The court notes that the plaintiff, without prior approval of the court, submitted a sur-reply in response to the Lenox Hill defendants' reply papers. Under Rule 14(c) of the Rules of the Justices of the Supreme Court, Civil Branch, New York County (Local Rules), "[t]he CPLR does not provide for sur-reply papers, however denominated. ... Material presented in violation of this Rule will not be read," unless the court grants prior approval ftherefor. The court thus has not considered the plaintiff's sur-reply, although it further notes that the consideration thereof has been rendered unnecessary by virtue the court's determination on this motion (see U.S. Bank N.A. v RJF 110 Realty LLC, 2016 NY Slip Op 31273[U], 2 n 1, 2016 NY Mise. LEXIS 2512, *2 n 1 [Sup Ct, N.Y. County, Mar. 11,2016]).

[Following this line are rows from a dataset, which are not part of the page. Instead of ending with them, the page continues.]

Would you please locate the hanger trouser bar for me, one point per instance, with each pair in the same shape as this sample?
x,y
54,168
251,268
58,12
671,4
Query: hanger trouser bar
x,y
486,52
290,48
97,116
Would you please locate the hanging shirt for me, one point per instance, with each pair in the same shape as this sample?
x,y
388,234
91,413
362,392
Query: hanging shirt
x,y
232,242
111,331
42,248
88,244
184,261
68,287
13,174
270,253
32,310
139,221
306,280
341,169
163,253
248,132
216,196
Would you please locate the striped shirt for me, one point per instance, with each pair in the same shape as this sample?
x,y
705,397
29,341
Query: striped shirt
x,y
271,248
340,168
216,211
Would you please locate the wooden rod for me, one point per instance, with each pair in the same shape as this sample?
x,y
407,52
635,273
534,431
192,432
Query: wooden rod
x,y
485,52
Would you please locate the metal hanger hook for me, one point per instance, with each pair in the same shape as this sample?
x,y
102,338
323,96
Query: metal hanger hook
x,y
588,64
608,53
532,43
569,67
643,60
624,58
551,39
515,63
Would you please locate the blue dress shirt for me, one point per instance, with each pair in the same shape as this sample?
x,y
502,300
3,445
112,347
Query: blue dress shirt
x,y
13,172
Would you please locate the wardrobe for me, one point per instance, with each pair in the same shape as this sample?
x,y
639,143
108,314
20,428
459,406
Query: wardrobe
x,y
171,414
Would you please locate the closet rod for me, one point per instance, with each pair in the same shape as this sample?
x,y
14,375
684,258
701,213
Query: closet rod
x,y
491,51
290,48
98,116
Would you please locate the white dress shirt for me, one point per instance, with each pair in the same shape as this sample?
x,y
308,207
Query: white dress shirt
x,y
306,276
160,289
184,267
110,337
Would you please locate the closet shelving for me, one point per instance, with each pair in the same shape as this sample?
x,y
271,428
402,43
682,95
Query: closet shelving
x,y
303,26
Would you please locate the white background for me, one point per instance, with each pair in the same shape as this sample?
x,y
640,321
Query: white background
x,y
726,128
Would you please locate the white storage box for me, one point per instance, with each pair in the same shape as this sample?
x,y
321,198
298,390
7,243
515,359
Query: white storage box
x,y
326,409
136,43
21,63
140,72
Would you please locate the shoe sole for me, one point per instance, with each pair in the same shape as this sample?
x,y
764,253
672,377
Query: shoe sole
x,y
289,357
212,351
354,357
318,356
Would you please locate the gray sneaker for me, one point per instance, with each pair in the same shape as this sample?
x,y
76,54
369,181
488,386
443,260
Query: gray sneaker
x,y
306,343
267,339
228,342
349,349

Accordingly, it is, ORDERED the motion is granted only to the extent that the defendants Boback M. Berookhim, M.D., and Lenox Hill Hospital are awarded summary judgment dismissing the negligent hiring and retention cause of action insofar as asserted against them, and so much of the medical malpractice cause of action insofar as asserted against them as was premised upon their alleged failure properly to perform the surgery that is the subject of this action in a sanitary manner, their alleged failure timely to diagnose a post-operative infection, and their alleged failure timely to refer the plaintiff for hyperbaric therapy, those claims are dismissed insofar as asserted against those defendants, and the motion is otherwise denied; and it is further, ORDERED that that all remaining parties shall appear for an initial pretrial settlement conference before the court, in Room 204 at 71 Thomas Street, New York, New York 10013, on
December 3, 2024, at 11:00 a.m., at which time they shall be prepared to discuss resolution of the action and the scheduling of a firm date for the commencement of jury selection.
This constitutes the Decision and Order of the court.